La totalité des crédits inscrits au compte d'affectation spéciale consiste à prévoir le versement de subventions au Centre national du livre (CNL). Le CNL les utilise pour couvrir ses propres besoins, et après l'avis de commissions de spécialistes pour distribuer des aides. Au fil des années le nombre de commissions s'est accru par spécialisation ou élargissement des domaines d'intervention.

Récemment ont été décidées :

- la création d'une commission et d'un service des bibliothèques pour accompagner la nouvelle politique d'aide à la diffusion (1990) ;

- l'instruction des demandes d'aide aux revues est désormais unifiée au sein d'un même service et d'une seule commission (1991) ;

- la création de la commission Librairie européenne des idées (1990) ;

- la création de la commission Librairie du 1 er siècle du cinéma (1993-1995) ;

- la création d'une commission Librairie de la danse au sein d ela commission Arts (1994-1998) ;

- et la création d'une commission Temps des livres au sein de la commission Vie littéraire (1997).

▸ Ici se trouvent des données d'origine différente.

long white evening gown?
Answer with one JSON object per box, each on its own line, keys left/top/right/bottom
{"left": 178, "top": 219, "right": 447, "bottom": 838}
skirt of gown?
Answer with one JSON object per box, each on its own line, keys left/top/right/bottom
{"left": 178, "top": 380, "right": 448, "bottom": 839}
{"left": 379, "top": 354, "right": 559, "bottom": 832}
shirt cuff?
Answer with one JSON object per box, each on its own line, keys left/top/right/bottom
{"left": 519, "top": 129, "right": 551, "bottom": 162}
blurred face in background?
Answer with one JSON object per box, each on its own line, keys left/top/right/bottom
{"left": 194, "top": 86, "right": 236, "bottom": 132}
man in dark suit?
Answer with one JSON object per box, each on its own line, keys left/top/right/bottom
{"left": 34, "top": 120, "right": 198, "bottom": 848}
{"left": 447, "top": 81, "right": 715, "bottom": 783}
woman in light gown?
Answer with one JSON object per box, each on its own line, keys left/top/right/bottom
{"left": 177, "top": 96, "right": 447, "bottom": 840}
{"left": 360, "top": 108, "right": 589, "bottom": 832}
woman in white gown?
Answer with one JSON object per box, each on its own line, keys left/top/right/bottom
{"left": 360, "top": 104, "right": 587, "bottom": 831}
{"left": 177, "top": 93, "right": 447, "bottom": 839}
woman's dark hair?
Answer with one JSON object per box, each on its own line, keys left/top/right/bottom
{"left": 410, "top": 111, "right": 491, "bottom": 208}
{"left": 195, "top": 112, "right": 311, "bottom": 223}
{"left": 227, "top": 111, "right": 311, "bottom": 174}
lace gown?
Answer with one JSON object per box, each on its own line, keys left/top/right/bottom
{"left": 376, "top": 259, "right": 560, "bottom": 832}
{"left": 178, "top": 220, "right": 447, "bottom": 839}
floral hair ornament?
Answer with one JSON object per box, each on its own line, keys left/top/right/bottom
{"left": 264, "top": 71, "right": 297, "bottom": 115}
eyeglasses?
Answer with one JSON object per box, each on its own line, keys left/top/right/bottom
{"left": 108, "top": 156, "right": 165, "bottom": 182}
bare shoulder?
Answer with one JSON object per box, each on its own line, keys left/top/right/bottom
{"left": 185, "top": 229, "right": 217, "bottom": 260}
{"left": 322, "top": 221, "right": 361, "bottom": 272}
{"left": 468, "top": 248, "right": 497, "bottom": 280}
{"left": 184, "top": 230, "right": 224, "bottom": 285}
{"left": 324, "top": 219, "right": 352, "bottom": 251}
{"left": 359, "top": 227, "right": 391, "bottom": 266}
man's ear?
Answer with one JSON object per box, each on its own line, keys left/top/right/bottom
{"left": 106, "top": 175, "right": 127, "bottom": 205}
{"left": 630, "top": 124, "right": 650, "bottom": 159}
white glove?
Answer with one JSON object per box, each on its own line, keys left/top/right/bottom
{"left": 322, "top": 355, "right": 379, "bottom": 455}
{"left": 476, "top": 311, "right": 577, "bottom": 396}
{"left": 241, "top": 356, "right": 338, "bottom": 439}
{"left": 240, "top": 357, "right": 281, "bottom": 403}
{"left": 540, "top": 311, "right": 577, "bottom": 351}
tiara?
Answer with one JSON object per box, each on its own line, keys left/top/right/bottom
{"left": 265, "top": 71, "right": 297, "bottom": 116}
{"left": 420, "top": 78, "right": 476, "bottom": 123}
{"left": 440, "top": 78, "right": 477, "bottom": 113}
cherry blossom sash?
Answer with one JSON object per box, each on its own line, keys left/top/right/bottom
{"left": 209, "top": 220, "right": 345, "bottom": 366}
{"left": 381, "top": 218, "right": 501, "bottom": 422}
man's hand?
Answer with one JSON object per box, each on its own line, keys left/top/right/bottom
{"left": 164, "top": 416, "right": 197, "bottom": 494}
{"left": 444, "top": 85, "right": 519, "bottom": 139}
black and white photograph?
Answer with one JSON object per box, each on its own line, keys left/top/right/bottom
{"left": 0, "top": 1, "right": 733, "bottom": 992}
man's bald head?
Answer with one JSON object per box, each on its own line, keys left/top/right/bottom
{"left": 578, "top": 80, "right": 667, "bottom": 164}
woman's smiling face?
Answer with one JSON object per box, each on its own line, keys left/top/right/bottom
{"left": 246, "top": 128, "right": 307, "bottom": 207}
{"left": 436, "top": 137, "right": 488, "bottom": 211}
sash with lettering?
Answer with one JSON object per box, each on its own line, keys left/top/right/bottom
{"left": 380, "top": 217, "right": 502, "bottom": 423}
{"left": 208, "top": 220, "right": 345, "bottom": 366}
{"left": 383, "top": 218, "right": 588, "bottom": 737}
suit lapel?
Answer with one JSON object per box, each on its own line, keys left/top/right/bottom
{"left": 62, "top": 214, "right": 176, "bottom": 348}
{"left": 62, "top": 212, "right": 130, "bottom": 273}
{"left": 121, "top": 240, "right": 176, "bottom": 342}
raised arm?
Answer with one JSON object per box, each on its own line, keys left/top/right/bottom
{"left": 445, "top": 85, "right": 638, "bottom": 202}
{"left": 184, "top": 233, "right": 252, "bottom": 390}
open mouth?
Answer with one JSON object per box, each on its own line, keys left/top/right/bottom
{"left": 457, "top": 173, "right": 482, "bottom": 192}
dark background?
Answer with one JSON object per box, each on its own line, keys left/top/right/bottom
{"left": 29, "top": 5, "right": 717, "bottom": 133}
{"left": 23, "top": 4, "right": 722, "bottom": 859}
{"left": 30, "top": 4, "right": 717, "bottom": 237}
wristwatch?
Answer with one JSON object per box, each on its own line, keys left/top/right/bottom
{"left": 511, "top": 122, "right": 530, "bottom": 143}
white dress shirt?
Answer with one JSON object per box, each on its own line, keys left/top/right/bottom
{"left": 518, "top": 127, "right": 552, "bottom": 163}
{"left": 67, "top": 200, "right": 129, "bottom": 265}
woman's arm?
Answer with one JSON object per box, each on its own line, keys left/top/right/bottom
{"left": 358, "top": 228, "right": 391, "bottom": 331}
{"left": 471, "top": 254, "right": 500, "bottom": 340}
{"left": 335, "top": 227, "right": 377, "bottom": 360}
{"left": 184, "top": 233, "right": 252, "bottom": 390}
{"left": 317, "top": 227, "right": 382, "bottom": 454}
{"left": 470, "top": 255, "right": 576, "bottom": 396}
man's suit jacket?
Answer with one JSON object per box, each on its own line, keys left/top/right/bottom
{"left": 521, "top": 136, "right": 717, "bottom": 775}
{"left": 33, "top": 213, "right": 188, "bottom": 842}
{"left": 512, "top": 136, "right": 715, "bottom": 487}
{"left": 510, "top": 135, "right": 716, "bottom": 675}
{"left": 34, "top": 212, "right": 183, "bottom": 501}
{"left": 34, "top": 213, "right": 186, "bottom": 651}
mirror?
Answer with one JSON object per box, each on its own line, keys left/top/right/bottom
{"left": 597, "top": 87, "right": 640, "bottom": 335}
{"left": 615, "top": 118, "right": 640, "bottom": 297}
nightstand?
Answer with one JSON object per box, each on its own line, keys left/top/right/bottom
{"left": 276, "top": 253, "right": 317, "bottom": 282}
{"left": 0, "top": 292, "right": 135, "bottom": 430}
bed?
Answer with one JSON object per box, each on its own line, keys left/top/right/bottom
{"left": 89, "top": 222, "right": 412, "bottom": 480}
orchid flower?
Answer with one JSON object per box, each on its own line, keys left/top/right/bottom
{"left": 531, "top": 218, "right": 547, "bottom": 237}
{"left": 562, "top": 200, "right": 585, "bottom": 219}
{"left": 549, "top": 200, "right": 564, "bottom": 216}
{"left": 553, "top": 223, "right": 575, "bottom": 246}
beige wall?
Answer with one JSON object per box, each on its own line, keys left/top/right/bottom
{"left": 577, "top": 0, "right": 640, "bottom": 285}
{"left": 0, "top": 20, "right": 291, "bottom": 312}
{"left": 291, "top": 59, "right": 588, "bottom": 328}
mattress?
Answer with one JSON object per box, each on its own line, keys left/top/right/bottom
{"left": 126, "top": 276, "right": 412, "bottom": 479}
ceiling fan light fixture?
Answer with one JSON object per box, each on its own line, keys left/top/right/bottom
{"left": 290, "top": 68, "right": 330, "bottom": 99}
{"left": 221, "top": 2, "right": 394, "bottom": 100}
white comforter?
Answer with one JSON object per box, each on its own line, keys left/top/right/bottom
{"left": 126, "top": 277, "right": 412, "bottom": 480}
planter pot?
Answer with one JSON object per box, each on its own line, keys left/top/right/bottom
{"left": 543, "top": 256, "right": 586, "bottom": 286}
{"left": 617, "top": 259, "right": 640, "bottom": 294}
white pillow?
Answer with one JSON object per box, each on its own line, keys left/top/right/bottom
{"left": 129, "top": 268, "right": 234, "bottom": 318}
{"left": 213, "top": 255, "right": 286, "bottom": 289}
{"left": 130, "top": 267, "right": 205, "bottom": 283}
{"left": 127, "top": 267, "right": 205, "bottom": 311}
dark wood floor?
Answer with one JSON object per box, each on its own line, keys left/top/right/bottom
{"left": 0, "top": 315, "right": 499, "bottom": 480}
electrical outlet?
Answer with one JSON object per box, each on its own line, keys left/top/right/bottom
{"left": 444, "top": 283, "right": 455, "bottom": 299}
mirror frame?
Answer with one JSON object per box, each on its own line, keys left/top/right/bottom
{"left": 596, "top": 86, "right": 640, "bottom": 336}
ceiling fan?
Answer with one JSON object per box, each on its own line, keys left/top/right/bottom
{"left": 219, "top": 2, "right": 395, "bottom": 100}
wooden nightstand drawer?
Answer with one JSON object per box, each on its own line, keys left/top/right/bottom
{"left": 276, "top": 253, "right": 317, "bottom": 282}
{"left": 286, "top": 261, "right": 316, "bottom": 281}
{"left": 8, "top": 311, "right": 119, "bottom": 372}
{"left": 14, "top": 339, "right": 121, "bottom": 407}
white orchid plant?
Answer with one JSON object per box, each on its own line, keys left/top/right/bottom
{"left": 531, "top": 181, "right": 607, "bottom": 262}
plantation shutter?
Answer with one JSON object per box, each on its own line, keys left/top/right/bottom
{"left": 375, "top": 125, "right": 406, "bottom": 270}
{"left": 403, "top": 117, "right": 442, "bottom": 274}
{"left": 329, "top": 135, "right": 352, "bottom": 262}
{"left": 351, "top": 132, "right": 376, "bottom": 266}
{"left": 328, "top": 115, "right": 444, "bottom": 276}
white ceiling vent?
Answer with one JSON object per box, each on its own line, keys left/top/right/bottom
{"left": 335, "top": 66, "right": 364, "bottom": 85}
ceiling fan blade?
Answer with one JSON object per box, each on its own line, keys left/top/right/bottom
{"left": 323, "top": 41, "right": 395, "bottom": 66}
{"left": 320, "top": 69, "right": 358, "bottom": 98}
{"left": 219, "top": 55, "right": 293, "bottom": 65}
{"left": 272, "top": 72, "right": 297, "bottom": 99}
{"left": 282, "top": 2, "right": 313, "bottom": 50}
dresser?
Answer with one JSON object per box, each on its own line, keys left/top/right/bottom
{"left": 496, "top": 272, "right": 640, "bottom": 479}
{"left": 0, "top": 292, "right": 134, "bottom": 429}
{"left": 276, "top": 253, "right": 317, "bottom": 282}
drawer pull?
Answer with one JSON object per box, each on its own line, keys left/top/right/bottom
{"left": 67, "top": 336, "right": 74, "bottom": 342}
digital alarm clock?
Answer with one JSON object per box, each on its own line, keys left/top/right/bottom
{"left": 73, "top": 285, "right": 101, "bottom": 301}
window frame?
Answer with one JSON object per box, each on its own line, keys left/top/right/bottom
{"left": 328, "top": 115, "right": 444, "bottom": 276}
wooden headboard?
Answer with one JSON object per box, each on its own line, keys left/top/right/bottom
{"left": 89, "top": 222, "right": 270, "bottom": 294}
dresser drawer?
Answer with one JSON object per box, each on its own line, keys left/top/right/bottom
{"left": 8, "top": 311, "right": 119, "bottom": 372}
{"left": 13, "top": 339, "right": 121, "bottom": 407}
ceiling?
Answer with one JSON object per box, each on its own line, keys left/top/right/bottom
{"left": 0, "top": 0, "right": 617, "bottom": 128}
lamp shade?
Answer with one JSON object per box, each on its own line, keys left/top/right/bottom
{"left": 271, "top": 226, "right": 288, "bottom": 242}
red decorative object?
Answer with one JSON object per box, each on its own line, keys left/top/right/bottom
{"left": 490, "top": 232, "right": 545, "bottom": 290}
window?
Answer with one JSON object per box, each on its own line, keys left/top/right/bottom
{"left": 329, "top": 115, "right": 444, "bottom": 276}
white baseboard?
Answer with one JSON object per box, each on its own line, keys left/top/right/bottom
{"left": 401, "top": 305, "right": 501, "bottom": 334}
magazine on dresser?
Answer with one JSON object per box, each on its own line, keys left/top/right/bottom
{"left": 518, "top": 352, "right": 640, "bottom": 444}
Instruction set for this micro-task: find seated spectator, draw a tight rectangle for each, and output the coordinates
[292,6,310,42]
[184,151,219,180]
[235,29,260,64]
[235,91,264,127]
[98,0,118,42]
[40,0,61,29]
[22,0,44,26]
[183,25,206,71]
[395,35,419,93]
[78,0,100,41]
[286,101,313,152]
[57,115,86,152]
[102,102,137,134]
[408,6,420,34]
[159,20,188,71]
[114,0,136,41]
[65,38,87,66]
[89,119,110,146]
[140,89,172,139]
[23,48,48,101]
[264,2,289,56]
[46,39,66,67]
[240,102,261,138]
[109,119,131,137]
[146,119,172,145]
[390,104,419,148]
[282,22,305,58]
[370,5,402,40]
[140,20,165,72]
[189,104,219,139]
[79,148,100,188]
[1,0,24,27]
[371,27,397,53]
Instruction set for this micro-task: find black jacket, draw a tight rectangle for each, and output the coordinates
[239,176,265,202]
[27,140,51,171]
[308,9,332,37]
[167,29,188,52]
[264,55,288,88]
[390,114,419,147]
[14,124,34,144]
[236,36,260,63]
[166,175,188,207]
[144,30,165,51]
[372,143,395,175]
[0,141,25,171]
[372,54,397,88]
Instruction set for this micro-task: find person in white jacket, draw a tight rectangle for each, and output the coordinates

Cette énumération illustre le foisonnement des interventions du CNL.

La suppression du Fonds national du livre pourrait être admise s'il était entré dans les intentions du gouvernement de retracer au budget de l'Etat les crédits de subventions au CNL versées à partir du compte d'affectation spéciale, et sous réserve d'une vérification de la proportionnalité de ces crédits aux ressources dégagées par les redevances dont le maintien ne saurait se justifier autrement.

Mais le dispositif proposé par le gouvernement ne répond à aucune de ces conditions et se traduit par une débudgétisation pure et simple puisque le produit des redevances serait directement versé au CNL. Au démembrement de l'Etat, succéderait ainsi un démembrement budgétaire de plus qui réduirait encore le contrôle et la lisibilité d'une intervention publique déjà opaque puisque les deniers publics confiés au CNL sont gérés dan le cadre des procédures budgétaires particulières à l'établissement public.

La suppression du compte n° 902-16 n'est donc pas opportune en l'état.